Naquele momento, ao ver tudo aquilo, ouvir todos aqueles relatos, eu voltei no tempo. Eu voltei a ter 11 anos, lembrei das vezes em que os colegas de sala, pelas minhas costas, colocavam canetas em meus cabelos – que nessa época só ficavam presos – e, rindo, me perguntavam por que as canetas não caiam. Recordei-me dos apelidos…ah, os apelidos! “Neguinha do cabelo ruim”, “Neguinha do cabelo duro”.

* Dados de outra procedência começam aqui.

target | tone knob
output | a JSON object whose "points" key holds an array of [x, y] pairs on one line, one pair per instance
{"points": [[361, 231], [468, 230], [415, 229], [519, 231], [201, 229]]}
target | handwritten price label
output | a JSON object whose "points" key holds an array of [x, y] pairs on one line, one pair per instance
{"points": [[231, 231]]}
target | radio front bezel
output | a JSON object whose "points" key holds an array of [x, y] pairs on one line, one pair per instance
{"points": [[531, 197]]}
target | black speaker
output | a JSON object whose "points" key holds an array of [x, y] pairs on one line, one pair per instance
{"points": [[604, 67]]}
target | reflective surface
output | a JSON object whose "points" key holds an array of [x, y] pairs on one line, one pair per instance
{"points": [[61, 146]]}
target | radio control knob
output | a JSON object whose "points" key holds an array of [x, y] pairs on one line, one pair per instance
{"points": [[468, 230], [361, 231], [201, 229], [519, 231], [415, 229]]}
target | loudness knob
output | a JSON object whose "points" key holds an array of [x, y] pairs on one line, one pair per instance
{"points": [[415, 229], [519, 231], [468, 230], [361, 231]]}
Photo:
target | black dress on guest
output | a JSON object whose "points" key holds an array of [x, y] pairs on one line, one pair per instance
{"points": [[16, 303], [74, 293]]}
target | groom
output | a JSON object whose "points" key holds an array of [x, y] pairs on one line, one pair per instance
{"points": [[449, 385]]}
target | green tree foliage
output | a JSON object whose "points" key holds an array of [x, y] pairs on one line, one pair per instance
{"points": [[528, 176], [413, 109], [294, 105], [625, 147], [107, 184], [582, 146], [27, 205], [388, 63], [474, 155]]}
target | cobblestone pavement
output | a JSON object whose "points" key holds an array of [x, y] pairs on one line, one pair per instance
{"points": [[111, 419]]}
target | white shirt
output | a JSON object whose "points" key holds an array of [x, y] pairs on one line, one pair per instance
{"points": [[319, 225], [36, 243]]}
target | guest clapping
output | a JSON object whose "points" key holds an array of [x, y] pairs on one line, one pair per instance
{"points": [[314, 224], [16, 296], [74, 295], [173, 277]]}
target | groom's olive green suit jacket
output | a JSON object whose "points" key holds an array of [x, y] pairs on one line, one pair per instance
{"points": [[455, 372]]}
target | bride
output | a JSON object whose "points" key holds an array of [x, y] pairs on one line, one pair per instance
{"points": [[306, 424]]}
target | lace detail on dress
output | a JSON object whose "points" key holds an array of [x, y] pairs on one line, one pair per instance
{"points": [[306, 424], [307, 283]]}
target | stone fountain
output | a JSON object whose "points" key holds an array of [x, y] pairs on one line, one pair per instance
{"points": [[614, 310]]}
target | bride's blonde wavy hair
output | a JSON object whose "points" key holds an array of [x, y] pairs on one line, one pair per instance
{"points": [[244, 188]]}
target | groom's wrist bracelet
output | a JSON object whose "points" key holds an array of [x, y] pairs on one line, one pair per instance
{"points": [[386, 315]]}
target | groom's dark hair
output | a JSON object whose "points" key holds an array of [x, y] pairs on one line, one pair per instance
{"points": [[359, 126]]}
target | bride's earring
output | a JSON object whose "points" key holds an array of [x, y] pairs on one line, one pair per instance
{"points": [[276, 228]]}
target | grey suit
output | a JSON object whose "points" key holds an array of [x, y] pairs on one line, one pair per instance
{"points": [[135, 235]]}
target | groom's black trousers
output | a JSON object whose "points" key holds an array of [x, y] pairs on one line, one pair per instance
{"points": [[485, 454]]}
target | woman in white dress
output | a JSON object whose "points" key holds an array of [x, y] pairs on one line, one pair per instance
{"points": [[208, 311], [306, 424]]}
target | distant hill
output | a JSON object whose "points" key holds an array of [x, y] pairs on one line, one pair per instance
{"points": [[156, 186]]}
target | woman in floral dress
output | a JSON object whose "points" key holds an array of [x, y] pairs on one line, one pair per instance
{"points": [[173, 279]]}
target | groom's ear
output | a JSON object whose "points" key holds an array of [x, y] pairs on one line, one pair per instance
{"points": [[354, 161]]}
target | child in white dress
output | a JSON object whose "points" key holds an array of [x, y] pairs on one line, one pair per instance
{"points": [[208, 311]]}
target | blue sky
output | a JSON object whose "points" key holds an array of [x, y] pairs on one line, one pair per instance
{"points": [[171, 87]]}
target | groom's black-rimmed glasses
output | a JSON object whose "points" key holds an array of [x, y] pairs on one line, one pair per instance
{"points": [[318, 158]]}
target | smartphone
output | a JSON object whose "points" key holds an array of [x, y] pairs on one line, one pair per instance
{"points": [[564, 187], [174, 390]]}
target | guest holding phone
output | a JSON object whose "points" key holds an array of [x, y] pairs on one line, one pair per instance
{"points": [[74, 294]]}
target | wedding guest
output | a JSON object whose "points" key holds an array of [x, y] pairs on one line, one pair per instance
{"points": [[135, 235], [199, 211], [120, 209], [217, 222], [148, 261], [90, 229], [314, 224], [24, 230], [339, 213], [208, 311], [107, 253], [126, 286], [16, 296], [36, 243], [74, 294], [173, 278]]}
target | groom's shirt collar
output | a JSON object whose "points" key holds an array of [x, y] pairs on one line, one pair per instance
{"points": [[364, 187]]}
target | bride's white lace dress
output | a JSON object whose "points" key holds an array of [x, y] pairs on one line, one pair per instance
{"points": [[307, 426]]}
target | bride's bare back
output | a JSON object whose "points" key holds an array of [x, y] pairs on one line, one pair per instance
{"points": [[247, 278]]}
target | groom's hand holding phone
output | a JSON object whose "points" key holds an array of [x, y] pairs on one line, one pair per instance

Foi então que eu me reconheci, me reconheci nas outras meninas, me reconheci naqueles belos cabelos cacheados, crespos e armados, nos medos e nas inseguranças, nas certezas e nas alegrias que elas tiveram ao assumir quem de fato são. Foi, então, que me senti REPRESENTADA. Ao longo de toda minha adolescência isso nunca aconteceu. O meu cabelo era diferente do de todas as outras meninas e não estava em capas de revistas, os cabeleireiros não sabiam como lidar com ele e só me sugeriam que fizesse uma progressiva, o volume tão intenso me incomodava, meus lábios e nariz grossos também…
Ao lembrar de tudo isso, uma outra memória muito forte veio a minha mente: quando cheguei à Universidade. Ver negras e negros ocupando o espaço, ainda que de maneira irrisória, com seus lindos e poderosos cabelos black, me fez entender que existiam mais pessoas como eu, que a estética imposta não era a única, que os meus cachos e o meu volume também podem e devem existir.
Com tudo isso, voltamos a uma palavra já citada: REPRESENTATIVIDADE! Ao contrário do que pensam alguns, não é “mimimi”. Se desde pequenos meninas e meninos puderem brincar com bonecas e bonecos negros, se o cabelo crespo for apresentado como uma estética possível além do liso, se os traços africanos em nossa população deixarem de ser considerados feios e pessoas com tais traços puderem ocupar espaços de visibilidade. Então, será mais fácil para quem compartilha essas características se identificar, lutar contra a nossa sociedade racista e sofrer menos, ser menos afetado psicológica e sentimentalmente.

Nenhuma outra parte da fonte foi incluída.